The Big Adventure-Daily Routines, Planning for Respite
We knew we needed a break from time to time, but we could not leave Dad and Mom by themselves for any length of time. When Mom died, we couldn't leave Dad alone at all. We were very picky about who should stay with Him. It had to be someone who really loved Dad and who was a true caregiver. We could not relax and enjoy ourselves if we were wondering how things were going.

For a while, one of our daughters (Stephanie) was living with us and was a great help in this regard. She was a trained and experienced nurse's aide. One day my friend, Greg, gave us a gift certificate for a niArnaldo, Claudia and Julia Oliveiraght at our favorite hotel. Since it was a weekend and my daughter didn’t have to work, she was thrilled to stay with my folks. So we stayed for two nights.

After Mom died, taking breaks from Dad were more of a challenge.
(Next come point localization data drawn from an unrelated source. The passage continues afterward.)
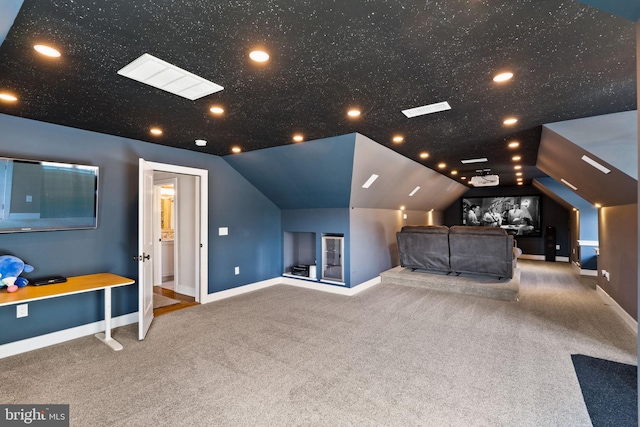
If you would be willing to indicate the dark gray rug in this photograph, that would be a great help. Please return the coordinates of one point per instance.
(609, 390)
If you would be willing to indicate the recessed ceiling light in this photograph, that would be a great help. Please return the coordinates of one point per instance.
(568, 184)
(370, 181)
(7, 97)
(478, 160)
(426, 109)
(502, 77)
(47, 50)
(595, 164)
(259, 56)
(155, 72)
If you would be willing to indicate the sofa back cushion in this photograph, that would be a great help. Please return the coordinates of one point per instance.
(424, 247)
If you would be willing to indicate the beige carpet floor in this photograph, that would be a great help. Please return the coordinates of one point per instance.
(392, 355)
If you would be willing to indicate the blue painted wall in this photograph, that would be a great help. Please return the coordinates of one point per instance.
(253, 244)
(588, 219)
(320, 221)
(289, 175)
(8, 11)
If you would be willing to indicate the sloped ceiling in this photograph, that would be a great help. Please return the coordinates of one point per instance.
(610, 140)
(330, 172)
(569, 61)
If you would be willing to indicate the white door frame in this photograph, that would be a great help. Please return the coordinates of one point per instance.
(203, 261)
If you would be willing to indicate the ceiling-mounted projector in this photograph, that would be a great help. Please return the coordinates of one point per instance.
(485, 180)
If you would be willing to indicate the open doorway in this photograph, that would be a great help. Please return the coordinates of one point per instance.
(190, 223)
(176, 241)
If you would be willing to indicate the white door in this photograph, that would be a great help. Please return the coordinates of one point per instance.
(145, 248)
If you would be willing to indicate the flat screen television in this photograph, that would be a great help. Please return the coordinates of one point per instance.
(518, 215)
(44, 196)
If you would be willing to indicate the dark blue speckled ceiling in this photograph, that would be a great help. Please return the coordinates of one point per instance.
(570, 61)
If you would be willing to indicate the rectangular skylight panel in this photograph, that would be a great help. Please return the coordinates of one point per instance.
(163, 75)
(181, 84)
(568, 184)
(479, 160)
(200, 90)
(370, 181)
(595, 164)
(426, 109)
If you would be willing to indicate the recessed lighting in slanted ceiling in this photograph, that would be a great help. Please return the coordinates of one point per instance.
(370, 181)
(162, 75)
(503, 77)
(259, 56)
(595, 164)
(478, 160)
(568, 184)
(7, 97)
(426, 109)
(47, 51)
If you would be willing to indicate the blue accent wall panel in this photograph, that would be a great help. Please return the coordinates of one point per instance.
(254, 224)
(312, 174)
(8, 11)
(320, 221)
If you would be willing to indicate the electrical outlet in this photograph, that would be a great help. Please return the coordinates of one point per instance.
(22, 310)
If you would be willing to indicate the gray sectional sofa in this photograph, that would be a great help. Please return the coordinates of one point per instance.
(459, 249)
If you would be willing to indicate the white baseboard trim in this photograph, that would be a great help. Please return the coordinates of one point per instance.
(301, 283)
(34, 343)
(630, 321)
(217, 296)
(593, 273)
(543, 258)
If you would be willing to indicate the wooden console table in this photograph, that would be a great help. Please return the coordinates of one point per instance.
(74, 285)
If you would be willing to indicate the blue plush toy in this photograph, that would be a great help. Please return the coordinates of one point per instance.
(10, 268)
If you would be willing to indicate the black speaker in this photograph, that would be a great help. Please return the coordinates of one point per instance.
(550, 244)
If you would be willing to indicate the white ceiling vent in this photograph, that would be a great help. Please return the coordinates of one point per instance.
(426, 109)
(158, 73)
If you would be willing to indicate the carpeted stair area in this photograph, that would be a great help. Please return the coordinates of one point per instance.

Our daughter was no longer living with us, though she was still in town and continued to help us on weekends from time to time. There was a young couple named Arnaldo and Claudia that we had met at church. They became part of our ukulele band so they got to know my parents in that context. One day, Claudia came to us and said, "I've been planning to do volunteer work at a rest home. But then I thought, why not do something for someone I know?" So she made it her mission to give us an afternoon off each week. Once a month, she gave us a whole day off. Just what the doctor ordered.

Claudia was the perfect caregiver for Dad. She played dominoes with him and gave him snacks. She was loving, but fully in control. We felt completely confident when we left her with him. And Arnaldo was a trouper. He was home with their young daughter, Julia, so Claudia could concentrate fully on Dad.

We would leave a set of instructions including our cell phone numbers, where we were going, when we would return, and what to do if Dad complained of chest pains (ginger ale, nitro pills, 911).

At my 40th high school reunion, a classmate told me about a place called
"The Ponds at Punalu'u." They accepted short-term guests so caregivers could have a vacation. My friend used The Ponds to care for her father when she wanted to go on a trip with her mom. Betty and I went to see the facility. We were very impressed. So we scheduled a week with them. However, we never got to follow through because Dad entered the hospital the week we were scheduled to take a vacation. And he died two weeks later.

I also found out that the Veterans Center For Aging was an excellent facility and would accept Dad for respite. They put him high up on the waiting list, since he was 100% disabled, but we never had the opportunity to use their services either.